David and Jennie Hodgson have exciting plans for their retired life back in their native Australia, so they’re not looking for their $1 million estate gift to the Virginia-Maryland College of Veterinary Medicine to be activated soon.

But future first-generation university students with demonstrated financial need, leadership qualities, and high academic standing after the first year of veterinary school will benefit from the Hodgsons’ gift while progressing toward a veterinary degree. 

“It came about because we're very fond of Virginia Tech,” said David Hodgson, professor emeritus and former head of the Department of Large Animal Clinical Services at the veterinary college, who retired in 2018. “We were doing our wills recently, and we thought it would be worthwhile to give back to a place that’s been very good to us.”

“We have developed very fulfilling relationships at Virginia Tech,” added Jennie Hodgson, who is retiring this summer as professor of microbiology in the veterinary college’s Department of Population Health Sciences. “We thought it could be an opportunity for both of us, who have been privileged enough to obtain our veterinary degrees at relatively limited cost, to give back to the college and to help someone who is a first-generation student in the veterinary program.  We hope this could help them establish a pathway in what might be a challenging financial situation.”

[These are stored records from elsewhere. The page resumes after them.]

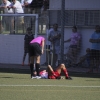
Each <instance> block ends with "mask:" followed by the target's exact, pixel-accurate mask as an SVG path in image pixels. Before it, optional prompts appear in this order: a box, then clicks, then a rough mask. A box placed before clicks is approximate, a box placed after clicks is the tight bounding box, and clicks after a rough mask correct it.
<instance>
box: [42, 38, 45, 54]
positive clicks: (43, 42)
mask: <svg viewBox="0 0 100 100" xmlns="http://www.w3.org/2000/svg"><path fill="white" fill-rule="evenodd" d="M44 44H45V40H44V39H43V40H42V54H43V53H44Z"/></svg>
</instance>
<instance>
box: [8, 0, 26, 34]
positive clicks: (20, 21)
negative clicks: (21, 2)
mask: <svg viewBox="0 0 100 100" xmlns="http://www.w3.org/2000/svg"><path fill="white" fill-rule="evenodd" d="M11 8H12V9H13V12H14V14H23V13H24V11H23V8H22V5H21V3H20V2H19V1H18V0H12V3H11V5H10V6H9V9H11ZM23 23H24V20H23V16H17V17H15V16H14V19H13V34H15V29H16V31H17V32H18V26H19V25H20V24H23Z"/></svg>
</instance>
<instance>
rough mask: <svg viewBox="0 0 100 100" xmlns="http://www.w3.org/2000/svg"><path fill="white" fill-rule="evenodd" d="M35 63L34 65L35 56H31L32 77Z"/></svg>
mask: <svg viewBox="0 0 100 100" xmlns="http://www.w3.org/2000/svg"><path fill="white" fill-rule="evenodd" d="M33 65H34V57H33V56H31V57H30V71H31V78H32V76H33Z"/></svg>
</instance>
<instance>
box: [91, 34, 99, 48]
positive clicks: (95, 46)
mask: <svg viewBox="0 0 100 100" xmlns="http://www.w3.org/2000/svg"><path fill="white" fill-rule="evenodd" d="M91 39H100V33H96V32H94V33H93V34H92V36H91ZM91 49H94V50H100V42H99V43H92V47H91Z"/></svg>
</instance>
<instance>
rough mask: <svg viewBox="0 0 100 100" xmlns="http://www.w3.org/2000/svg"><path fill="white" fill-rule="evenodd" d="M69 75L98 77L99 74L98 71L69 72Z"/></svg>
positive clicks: (85, 76) (86, 76) (76, 76)
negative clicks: (87, 71) (81, 72)
mask: <svg viewBox="0 0 100 100" xmlns="http://www.w3.org/2000/svg"><path fill="white" fill-rule="evenodd" d="M69 76H72V77H73V76H74V77H87V78H88V77H89V78H100V74H98V73H79V72H77V73H76V72H70V73H69Z"/></svg>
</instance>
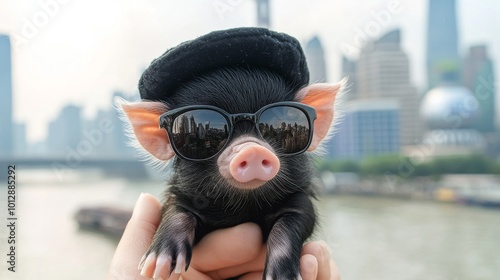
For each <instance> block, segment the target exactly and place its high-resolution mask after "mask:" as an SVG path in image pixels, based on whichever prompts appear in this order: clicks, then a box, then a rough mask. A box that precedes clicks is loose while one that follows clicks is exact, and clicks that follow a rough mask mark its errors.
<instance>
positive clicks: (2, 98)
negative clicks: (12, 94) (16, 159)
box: [0, 34, 14, 155]
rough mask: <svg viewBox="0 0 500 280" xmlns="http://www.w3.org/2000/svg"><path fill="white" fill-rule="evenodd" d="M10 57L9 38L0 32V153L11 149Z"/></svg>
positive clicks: (11, 147)
mask: <svg viewBox="0 0 500 280" xmlns="http://www.w3.org/2000/svg"><path fill="white" fill-rule="evenodd" d="M11 58H12V55H11V45H10V38H9V36H7V35H3V34H0V155H2V154H3V155H7V154H11V153H12V151H13V143H12V139H13V133H14V131H13V118H12V65H11V64H12V63H11Z"/></svg>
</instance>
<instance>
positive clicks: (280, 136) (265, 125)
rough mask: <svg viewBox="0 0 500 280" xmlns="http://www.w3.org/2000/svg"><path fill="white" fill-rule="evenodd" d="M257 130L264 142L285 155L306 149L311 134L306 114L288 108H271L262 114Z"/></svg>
mask: <svg viewBox="0 0 500 280" xmlns="http://www.w3.org/2000/svg"><path fill="white" fill-rule="evenodd" d="M259 130H260V133H261V134H262V136H263V137H264V139H265V140H267V141H268V142H269V143H271V144H274V146H276V147H278V148H280V149H281V151H280V152H282V153H285V154H293V153H297V152H300V151H303V150H304V149H306V148H307V147H308V144H309V136H310V133H311V130H310V127H309V120H308V118H307V115H306V113H304V112H303V111H302V110H300V109H298V108H295V107H290V106H276V107H271V108H269V109H267V110H265V111H264V112H262V114H261V115H260V120H259Z"/></svg>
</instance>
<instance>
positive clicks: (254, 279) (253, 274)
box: [238, 271, 264, 280]
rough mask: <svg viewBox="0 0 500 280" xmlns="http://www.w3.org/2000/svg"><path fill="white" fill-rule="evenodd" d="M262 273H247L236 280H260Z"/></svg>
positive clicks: (262, 273)
mask: <svg viewBox="0 0 500 280" xmlns="http://www.w3.org/2000/svg"><path fill="white" fill-rule="evenodd" d="M263 273H264V271H260V272H252V273H248V274H245V275H243V276H241V277H240V278H238V280H262V274H263Z"/></svg>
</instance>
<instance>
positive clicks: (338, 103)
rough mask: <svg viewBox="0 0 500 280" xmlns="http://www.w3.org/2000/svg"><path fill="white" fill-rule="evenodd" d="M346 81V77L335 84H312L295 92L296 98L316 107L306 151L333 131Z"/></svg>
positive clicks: (338, 113)
mask: <svg viewBox="0 0 500 280" xmlns="http://www.w3.org/2000/svg"><path fill="white" fill-rule="evenodd" d="M346 82H347V79H343V80H342V81H340V82H339V83H337V84H323V83H321V84H312V85H309V86H307V87H305V88H303V89H301V90H300V91H299V92H297V94H296V96H295V99H296V100H298V101H300V102H301V103H304V104H306V105H309V106H311V107H314V109H316V115H317V118H316V120H315V121H314V134H313V139H312V142H311V146H309V149H308V151H314V150H316V149H317V148H318V147H319V146H320V144H321V142H322V141H323V140H325V139H327V138H328V136H329V135H330V134H331V133H332V132H333V126H334V124H335V123H336V121H337V120H340V115H341V114H340V111H339V107H340V106H339V103H340V99H341V98H340V96H341V94H342V89H343V87H344V85H345V83H346Z"/></svg>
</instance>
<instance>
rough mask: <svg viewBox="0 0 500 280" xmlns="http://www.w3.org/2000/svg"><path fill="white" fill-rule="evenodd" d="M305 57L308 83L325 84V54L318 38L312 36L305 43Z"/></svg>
mask: <svg viewBox="0 0 500 280" xmlns="http://www.w3.org/2000/svg"><path fill="white" fill-rule="evenodd" d="M305 55H306V58H307V65H308V67H309V81H310V82H311V83H317V82H320V83H325V82H327V78H326V64H325V52H324V50H323V46H322V44H321V41H320V40H319V37H318V36H314V37H313V38H312V39H311V40H310V41H309V42H307V44H306V47H305Z"/></svg>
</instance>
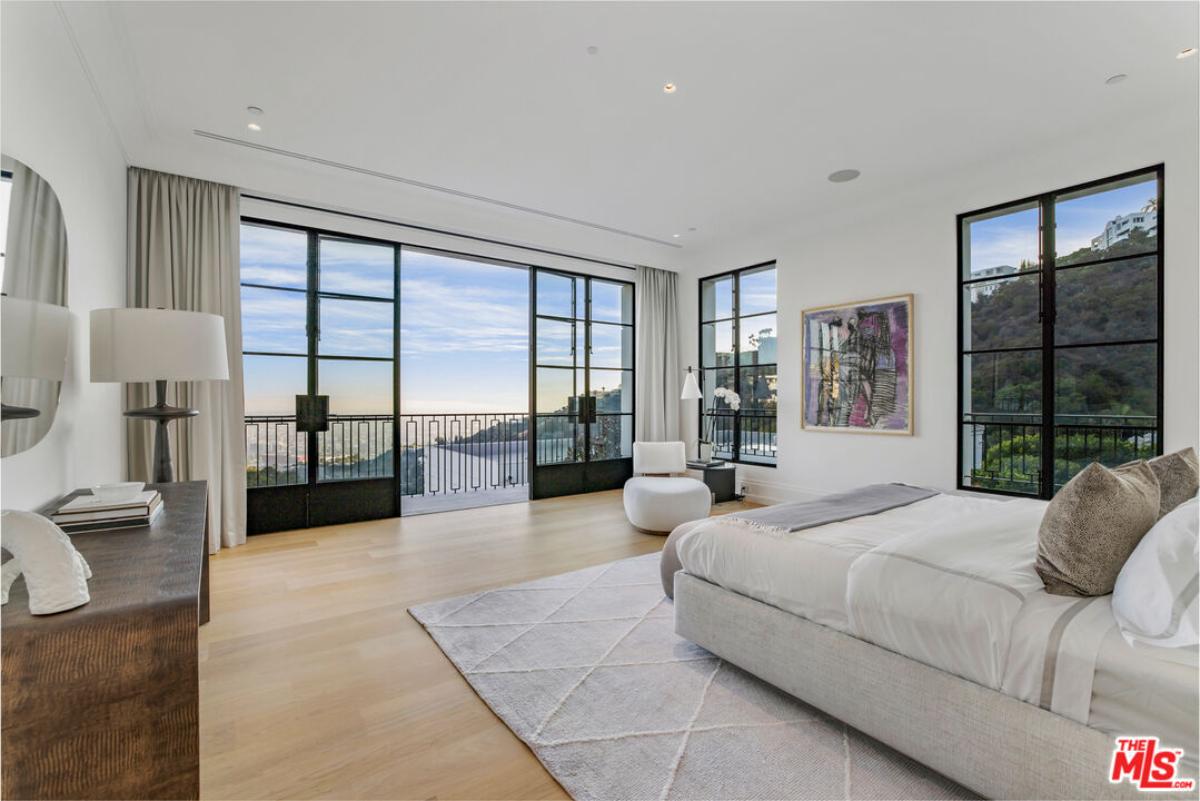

 “We were doing our wills recently, and we thought it would be worthwhile to give back to a place that’s been very good to us.”

-David Hodgson

The Hodgsons have spent 16 years at Virginia Tech, arriving in 2007, following 16 years working as faculty at their alma mater, the University of Sydney. Both universities will receive scholarship funding from the Hodgson’s estate.

Before returning home to Australia in the early 1990s, they had also served at Washington State University in the 1980s.  

“Sydney to Blacksburg it is a big leap, but we’ve done it before,” Jennie Hodgson said. “We’ve done Sydney to Pullman, Washington, and then back to Sydney. Sixteen years later, we did Sydney to here, and now we’re going back to Sydney. It’s in the Australian DNA to move around.”

The Hodgsons are returning to their home in the historic town of Camden, 40 miles southwest of Sydney.  Golf and riding horses figure into their retirement plans, but Jennie Hodgson will keep a foot in the veterinary world by co-chairing the Veterinary Schools Accreditation Advisory Committee that oversees accreditation of veterinary programs in Australia and New Zealand.

Opening a wide world of possibilities is what they hope the scholarship they fund will do for future generations of veterinary students.

“A veterinary degree offers so many different job opportunities, whether it be in practice or in myriad other jobs that veterinarians undertake.  And all of these contribute in such meaningful ways to our society, which makes it a really great profession to be in,” Jennie Hodgson said. 

“A veterinary degree offers so many different job opportunities, whether it be in practice or in myriad other jobs that veterinarians undertake."

-Jennie Hodgson

“It’s a fantastic profession that offers so much,” said David Hodgson. “I feel incredibly privileged to have been able to contribute in the ways that I have.”

The Hodgsons’ travel and service to veterinary medicine have not been confined to two continents. As just a small sampling of that, David Hodgson was part of the international clinical veterinary team treating horses at the Summer Olympic Games in Beijing in 2008 — he had done the same at the 2000 Games in Sydney — and Jennie Hodgson has served as visiting senior scientist or adjunct professor in multiple universities across the United Kingdom and also in Africa.

“We’ve been able to travel the world because we're veterinarians,” David Hodgson said.